A: I definitely say a little about this at the beginning of the book. I didn’t know of the feud’s existence. A lot of people better immersed in 20th century literature have known about it, but it was a secret to me!

I was with my friend [when I heard about the feud] and I couldn’t believe my ears! My first reaction was disbelief and scoffing humor—it was the silliest thing I’d ever heard.

I’ve been thinking about the books I’ve written, and every book is about a subject I knew nothing about. Nothing was [telling me], Oh well, everybody knows that.

I didn’t know much about Wilson and Nabokov, and that it was [the Pushkin novel Eugene] Onegin [that played a big role in the feud]—I am a Russian speaker, a vestigial Russian Studies student, and the lure of Onegin is a place you can’t really take the reader, though it’s a chapter in the book.

Seeing what [the feud] was nominally about was pretty tempting. I knew Onegin was sort of the vortex of Russian literature, but I hadn’t read it. A number of things drew me in.

Q: How would you describe their friendship?

A: It was very beautiful. It’s no accident those letters [between them] were printed twice. It’s not only beautiful, it’s erudite, very candid. It’s the friendship every writer wants, the kind of friendship you’re lucky to have—people who like you and your work but can offer honest criticism.

The sense now is that a lot of the friendship was expressed itself through letters. That assigns it a slightly different quality—it could be the 18th century. We can’t see or hear their conversation, but we can savor the letters.

Q: So was it really a disagreement over Nabokov’s translation of Eugene Onegin that caused the friendship to end?

A: The book, which is blessedly short, in a not terribly profound way, takes the reader to the conclusion that the two men’s lives marched in different directions.

What had been friendly differences became sharply edged. Nabokov became more conservative, and Wilson became more liberal.

The nature of their successes—it’s real—when your friend is on the bestseller list and you’re not, the friendship didn’t survive Nabokov’s apotheosis.

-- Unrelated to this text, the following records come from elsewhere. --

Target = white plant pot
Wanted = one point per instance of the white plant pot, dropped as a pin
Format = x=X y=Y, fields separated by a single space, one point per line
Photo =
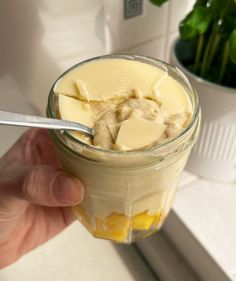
x=214 y=155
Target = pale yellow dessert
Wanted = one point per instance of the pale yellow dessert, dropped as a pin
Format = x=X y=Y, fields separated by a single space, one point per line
x=132 y=106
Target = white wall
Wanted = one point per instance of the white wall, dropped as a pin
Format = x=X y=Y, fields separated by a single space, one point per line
x=41 y=38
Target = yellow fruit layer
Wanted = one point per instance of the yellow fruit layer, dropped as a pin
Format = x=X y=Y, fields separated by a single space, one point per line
x=116 y=226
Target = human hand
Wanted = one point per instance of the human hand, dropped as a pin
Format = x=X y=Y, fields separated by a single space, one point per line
x=35 y=196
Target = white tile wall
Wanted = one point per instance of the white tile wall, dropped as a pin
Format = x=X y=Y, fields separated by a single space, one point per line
x=154 y=48
x=178 y=9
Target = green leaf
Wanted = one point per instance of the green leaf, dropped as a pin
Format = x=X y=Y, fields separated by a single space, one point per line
x=232 y=46
x=158 y=2
x=196 y=23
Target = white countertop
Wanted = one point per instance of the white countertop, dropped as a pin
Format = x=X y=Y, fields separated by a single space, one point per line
x=207 y=209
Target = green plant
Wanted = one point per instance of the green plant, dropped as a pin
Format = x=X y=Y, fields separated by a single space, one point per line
x=210 y=29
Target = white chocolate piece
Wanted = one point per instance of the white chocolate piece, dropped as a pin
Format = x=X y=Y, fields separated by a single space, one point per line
x=172 y=96
x=74 y=110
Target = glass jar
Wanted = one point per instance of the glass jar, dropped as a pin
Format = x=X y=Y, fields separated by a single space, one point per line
x=128 y=194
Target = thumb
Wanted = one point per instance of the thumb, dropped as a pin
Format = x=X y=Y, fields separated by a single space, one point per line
x=45 y=185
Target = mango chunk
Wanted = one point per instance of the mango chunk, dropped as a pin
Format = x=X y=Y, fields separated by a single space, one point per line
x=142 y=221
x=114 y=227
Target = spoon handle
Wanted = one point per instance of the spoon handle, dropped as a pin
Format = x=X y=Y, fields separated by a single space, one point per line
x=25 y=120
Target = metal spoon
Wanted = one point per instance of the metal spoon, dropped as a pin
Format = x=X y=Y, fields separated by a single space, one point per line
x=25 y=120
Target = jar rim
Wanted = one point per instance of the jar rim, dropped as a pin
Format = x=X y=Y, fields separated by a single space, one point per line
x=148 y=151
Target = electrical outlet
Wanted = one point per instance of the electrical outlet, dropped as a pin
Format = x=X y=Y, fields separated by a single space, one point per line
x=130 y=23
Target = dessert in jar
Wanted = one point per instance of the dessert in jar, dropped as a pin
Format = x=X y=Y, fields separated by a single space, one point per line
x=146 y=118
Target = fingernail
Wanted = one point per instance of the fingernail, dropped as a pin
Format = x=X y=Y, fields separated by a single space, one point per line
x=68 y=190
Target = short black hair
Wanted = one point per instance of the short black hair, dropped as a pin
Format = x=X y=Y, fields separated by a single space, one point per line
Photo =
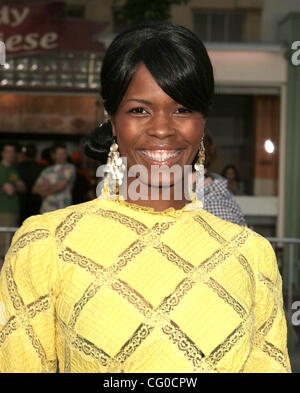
x=175 y=57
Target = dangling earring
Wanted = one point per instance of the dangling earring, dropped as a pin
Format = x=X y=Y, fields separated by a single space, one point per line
x=114 y=171
x=199 y=188
x=199 y=167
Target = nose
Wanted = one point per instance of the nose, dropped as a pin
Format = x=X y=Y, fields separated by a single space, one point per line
x=161 y=126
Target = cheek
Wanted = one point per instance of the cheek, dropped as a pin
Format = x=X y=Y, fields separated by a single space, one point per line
x=126 y=132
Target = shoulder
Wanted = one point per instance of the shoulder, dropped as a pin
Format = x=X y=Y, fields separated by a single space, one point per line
x=243 y=241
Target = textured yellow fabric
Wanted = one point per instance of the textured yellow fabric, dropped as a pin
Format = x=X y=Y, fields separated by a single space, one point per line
x=106 y=286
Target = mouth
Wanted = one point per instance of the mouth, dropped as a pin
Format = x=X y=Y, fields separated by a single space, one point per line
x=161 y=157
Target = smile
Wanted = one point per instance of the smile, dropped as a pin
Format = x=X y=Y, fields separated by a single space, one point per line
x=160 y=155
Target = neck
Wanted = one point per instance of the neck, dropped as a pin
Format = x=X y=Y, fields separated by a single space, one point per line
x=158 y=198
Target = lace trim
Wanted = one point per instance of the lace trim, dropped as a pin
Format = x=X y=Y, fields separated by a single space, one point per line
x=194 y=205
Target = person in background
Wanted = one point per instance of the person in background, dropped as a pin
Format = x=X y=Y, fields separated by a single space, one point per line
x=55 y=182
x=29 y=171
x=218 y=200
x=82 y=189
x=10 y=185
x=46 y=158
x=233 y=179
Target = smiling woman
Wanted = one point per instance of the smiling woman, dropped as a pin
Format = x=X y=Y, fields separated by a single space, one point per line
x=157 y=285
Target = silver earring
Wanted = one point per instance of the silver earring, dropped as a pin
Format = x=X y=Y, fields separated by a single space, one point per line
x=197 y=196
x=114 y=171
x=199 y=167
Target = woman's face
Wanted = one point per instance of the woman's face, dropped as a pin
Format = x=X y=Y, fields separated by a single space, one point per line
x=152 y=129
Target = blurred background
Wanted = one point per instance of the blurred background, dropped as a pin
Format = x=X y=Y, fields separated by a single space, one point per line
x=49 y=92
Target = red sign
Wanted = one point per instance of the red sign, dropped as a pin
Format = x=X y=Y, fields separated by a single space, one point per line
x=34 y=27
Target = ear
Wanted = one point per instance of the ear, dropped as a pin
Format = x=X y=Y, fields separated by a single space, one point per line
x=112 y=122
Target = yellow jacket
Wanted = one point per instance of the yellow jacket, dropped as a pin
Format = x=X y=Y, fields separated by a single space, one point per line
x=109 y=286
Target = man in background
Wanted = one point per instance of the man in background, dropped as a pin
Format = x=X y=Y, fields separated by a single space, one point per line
x=55 y=183
x=10 y=185
x=29 y=171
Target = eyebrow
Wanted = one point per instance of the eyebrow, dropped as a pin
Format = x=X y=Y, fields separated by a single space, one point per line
x=144 y=101
x=140 y=100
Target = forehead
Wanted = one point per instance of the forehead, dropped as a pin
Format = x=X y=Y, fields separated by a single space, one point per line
x=143 y=85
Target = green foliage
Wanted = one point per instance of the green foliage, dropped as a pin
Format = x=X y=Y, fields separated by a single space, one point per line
x=137 y=11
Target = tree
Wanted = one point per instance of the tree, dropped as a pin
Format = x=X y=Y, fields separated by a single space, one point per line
x=137 y=11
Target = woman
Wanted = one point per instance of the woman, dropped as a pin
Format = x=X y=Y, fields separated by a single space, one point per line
x=144 y=285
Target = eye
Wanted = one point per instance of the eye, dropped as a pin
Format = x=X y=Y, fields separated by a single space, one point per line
x=183 y=110
x=139 y=110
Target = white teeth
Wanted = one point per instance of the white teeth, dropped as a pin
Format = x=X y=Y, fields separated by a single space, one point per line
x=161 y=156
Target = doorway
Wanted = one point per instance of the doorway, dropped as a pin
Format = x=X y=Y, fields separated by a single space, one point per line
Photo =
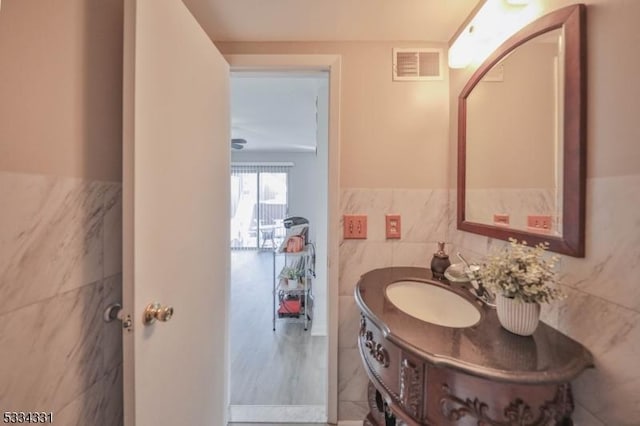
x=276 y=371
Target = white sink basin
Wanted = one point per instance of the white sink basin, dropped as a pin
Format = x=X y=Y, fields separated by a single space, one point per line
x=433 y=304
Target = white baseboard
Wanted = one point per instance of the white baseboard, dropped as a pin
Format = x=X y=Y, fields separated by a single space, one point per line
x=278 y=414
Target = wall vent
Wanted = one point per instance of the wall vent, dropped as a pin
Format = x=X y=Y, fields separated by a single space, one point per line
x=415 y=64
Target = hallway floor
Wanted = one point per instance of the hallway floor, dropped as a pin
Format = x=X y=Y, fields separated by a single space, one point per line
x=285 y=367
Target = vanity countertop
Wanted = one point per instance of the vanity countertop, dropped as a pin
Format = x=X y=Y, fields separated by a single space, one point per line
x=484 y=350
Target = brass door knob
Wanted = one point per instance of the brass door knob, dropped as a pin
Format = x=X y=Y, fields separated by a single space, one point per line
x=156 y=311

I’m not an expert on Edmund Wilson but Wilson has a traditional arc for a career. In his prime, he was famous in America, as he enters his 70s, he was not a writer younger people were reading. It’s natural. Nabokov was quite the opposite.

Q: How would you describe the legacy of these two writers?

It’s radically uneven. I just did a piece for the Globe on Nabokov’s legacy. I don’t want to be overly blunt, but there is not an Edmund Wilson legacy.

Literature types like my editor know a lot about Wilson. The New Yorker occasionally publishes [pieces relating to him]. Older New Yorker writers know a lot about Wilson—the power of his voice, his left-wing politics. But for the man or woman on the street, no one’s ever heard of Wilson.

The opposite is true for Nabokov. When you strip it all away, it’s 1000 percent on the strength of Lolita. Lolita is still a book people read. Its 60th anniversary was last year. There was an incredible amount of criticism about. It made the Modern Library list…

Q: So you think it’s mainly Lolita that’s keeping his name going?

A: That’s my opinion. The academy has been in love with Nabokov for decades now. University scholars have kept him very much afloat…There are five journals devoted to Nabokov studies. There’s not one journal devoted to Edmund Wilson.

Q: What are you working on now?

A: My next book is a conversation-stopper—it’s about architecture. I barely have started. It’s a book involving Mies van der Rohe and one of his famous clients.

Q: Anything else we should know?

A: I hope people like it! It was meant to be fun to read. I would want people to have fun reading it.